WASHINGTON, D.C. – Overall construction input prices increased 1.1 percent in January, reversing a slight decline in December 2017, according to a recently released Associated Builders and Contractors analysis of Bureau of Labor Statistics data. Compared to this time last year, overall construction materials prices are up 4.9 percent. Nonresidential construction materials prices are up 4.7 percent year over year and up 1 percent on a monthly basis.
The price of natural gas fell 13.1 percent in January and is down 31 percent on a year-over-year basis. In stark contrast, the price of crude petroleum rose 11.6 percent in January on a monthly basis and is 30.3 percent above its year-ago level. February has been different to date, with burgeoning U.S. production helping push down the price of oil.
“The expectation is that construction materials prices will generally edge higher during the course of 2018,” said ABC Chief Economist Anirban Basu. “After all, both domestic and global economies are strengthening, business and investor confidence is elevated, and construction backlog is rising. On top of that, the U.S. dollar has weakened in recent weeks, translating into more aggressive increases in the price of imports.
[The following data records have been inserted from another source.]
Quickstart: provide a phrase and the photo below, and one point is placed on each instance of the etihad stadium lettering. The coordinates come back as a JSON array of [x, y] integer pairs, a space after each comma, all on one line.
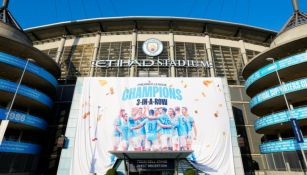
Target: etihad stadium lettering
[[151, 63]]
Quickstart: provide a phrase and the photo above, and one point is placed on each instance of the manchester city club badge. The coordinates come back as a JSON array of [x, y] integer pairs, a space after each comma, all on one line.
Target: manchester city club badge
[[152, 47]]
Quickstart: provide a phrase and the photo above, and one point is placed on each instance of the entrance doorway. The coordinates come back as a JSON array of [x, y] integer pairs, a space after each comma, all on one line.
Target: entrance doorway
[[162, 172]]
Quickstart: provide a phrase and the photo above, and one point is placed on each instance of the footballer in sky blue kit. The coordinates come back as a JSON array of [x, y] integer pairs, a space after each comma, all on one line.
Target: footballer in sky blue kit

“One possible exception is oil. U.S. rig counts have been rising recently in response to North American oil prices that recently topped out at $65 per barrel,” said Basu. “Unlike producers in other parts of the world, American producers appear willing and able to respond quickly to price shifts. The implication is that if oil prices rise from current levels, America’s producers will respond quickly with additional supply and stabilize prices. This is precisely the dynamic that we have observed during the past several weeks.
“The typical contractor should expect materials price increases in the range of 5 percent this year. Larger increases are possible, but industry demand for materials will be constrained by growing skills shortages,” said Basu. “There is only so much output that America’s construction firms can deliver during any given period given workforce constraints, and those constraints serve to limit the demand for materials at any given moment.”